My first outing with the big camera. A little nervous but the worst that could happen would be the boat flips and all my camera gear goes to the bottom of the creek. Ok, that’s what insurance is for. The morning was overcast, rain was in the forecast. Gray was out of town so I soloed this one with a launch at the South Entrance to Palmetto Leaves Regional Park, across from Kohls on Old St. Augustine Road. Never been here before. This is a VERY nice park, a real secret tucked away in a busy area. Restrooms, picnic tables, plenty of parking. The launch is a floating dock that kinda puts you right in the creek. For kayakers, the point of maximum instability is getting in and out of your boat. There is some serious rocking around if you are not careful, and any attempt to compensate usually results in a dump. I did not wish for this result.

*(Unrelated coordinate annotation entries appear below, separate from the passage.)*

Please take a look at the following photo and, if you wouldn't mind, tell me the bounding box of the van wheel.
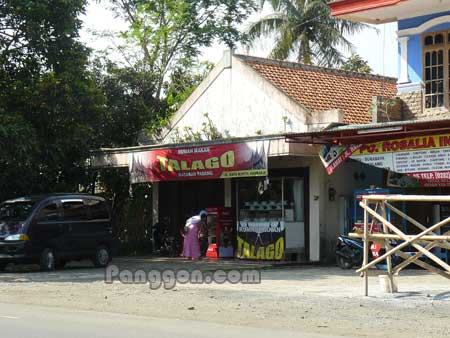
[39,249,56,271]
[93,245,111,268]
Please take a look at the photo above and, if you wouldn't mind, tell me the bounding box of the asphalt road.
[0,303,352,338]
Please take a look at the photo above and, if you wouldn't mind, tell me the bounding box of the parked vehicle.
[0,194,117,271]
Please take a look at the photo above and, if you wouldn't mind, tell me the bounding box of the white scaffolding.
[350,195,450,296]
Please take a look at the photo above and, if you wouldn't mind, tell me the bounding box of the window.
[283,178,304,222]
[423,32,450,108]
[62,200,87,221]
[37,203,59,222]
[86,199,109,220]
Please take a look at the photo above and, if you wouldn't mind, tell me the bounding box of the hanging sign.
[236,221,286,260]
[129,140,270,183]
[320,134,450,187]
[320,145,361,175]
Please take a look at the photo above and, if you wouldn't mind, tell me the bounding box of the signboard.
[320,145,361,175]
[321,134,450,187]
[129,140,270,183]
[236,221,286,260]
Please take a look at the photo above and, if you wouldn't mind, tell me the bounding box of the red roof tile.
[235,55,397,124]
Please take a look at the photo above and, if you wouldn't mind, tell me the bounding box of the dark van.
[0,194,115,271]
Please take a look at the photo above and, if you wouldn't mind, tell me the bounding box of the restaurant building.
[91,52,397,262]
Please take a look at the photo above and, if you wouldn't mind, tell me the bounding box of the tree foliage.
[0,0,103,199]
[248,0,366,67]
[341,53,372,74]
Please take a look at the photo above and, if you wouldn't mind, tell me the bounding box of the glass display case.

I took me about a minute to make the transition from the dock to the boat. As I sat on the dock with one leg in the boat, I kept thinking about moving my butt over to the seat in one smooth motion. Easy. I would go through the motion and halfway through I’d stop. The boat would start tipping side to side. Yikes! I recomposed myself and tried again. I wish I had a video of this.

Morning Paddle - Big Davis Creek

Morning Paddle – Big Davis Creek

Once in the boat I was off and running. My general rule is to secure the camera in the center compartment until needed. No need to snap it all shut but just have it covered to protect from paddle drips. I didn’t realize how little light is in the creeks. I had an idea from using my G10 that high ISO would be necessary. I also had no idea on where I could go with the ISO to retain the print fidelity I wanted. Remember, I’m usually shooting from a tripod at ISO 100, f/18. That wasn’t going to happen here unless I wanted a blurry mess. The happy medium seemed to be ISO 2500, f/9, 1/40-1/60 sec. While I was hoping for more depth of field and lower ISO, this is generally the ballpark I start with. I’m sure I’ll refine these setting as I start printing and develop more experience shooting.

Creek Canopy - Julington Creek

Creek Canopy – Julington Creek

The launch is on Big Davis Creek, which joins with Julington Creek. At the junction, I turned right to go upstream on Julington. What I love about this area is that there is NO development, no docks or lawns, or evidence of anything man-made. This is so rare especially in an area as beautiful as this. I am really surprised and relieved that these creeks are preserved. I had no idea of the beauty. I paddled until it began to rain. Just a sprinkle, but being the paranoid novice paddler, I was nervous that the deluge was moments away. In hindsight I should have stayed out there. The raindrops on the leaves and hitting the water were a delight.

Julington Creek, sorta

Posted on May 15, 2014

First trip - Julington Creek from Mandarin Park

First trip – Julington Creek from Mandarin Park

Our inaugural paddle! Just installed the Yakima Sweet Roll cradles on my Pathfinder roof rack and managed to get my boat up there. The Cuda 12 weighs in at 70 lbs w/o the seat and that’s a lot of plastic to be pushing on the roof of a car. As much of a challenge is getting it down…and it does slide down fast when you get it going. We managed to put in at the Mandarin Park boat ramp and didn’t realize that on a windy day the river really kicks up some waves and makes it tough to paddle. We made it to the Julington Creek Bridge (about 300 yards!) and then turned around and went west for a bit. The waves were really tossing us around and we ended up working HARD trying to get these big wide fishing yaks back to the ramp. What a workout, not going to do that again. So much for the first ride…it was short.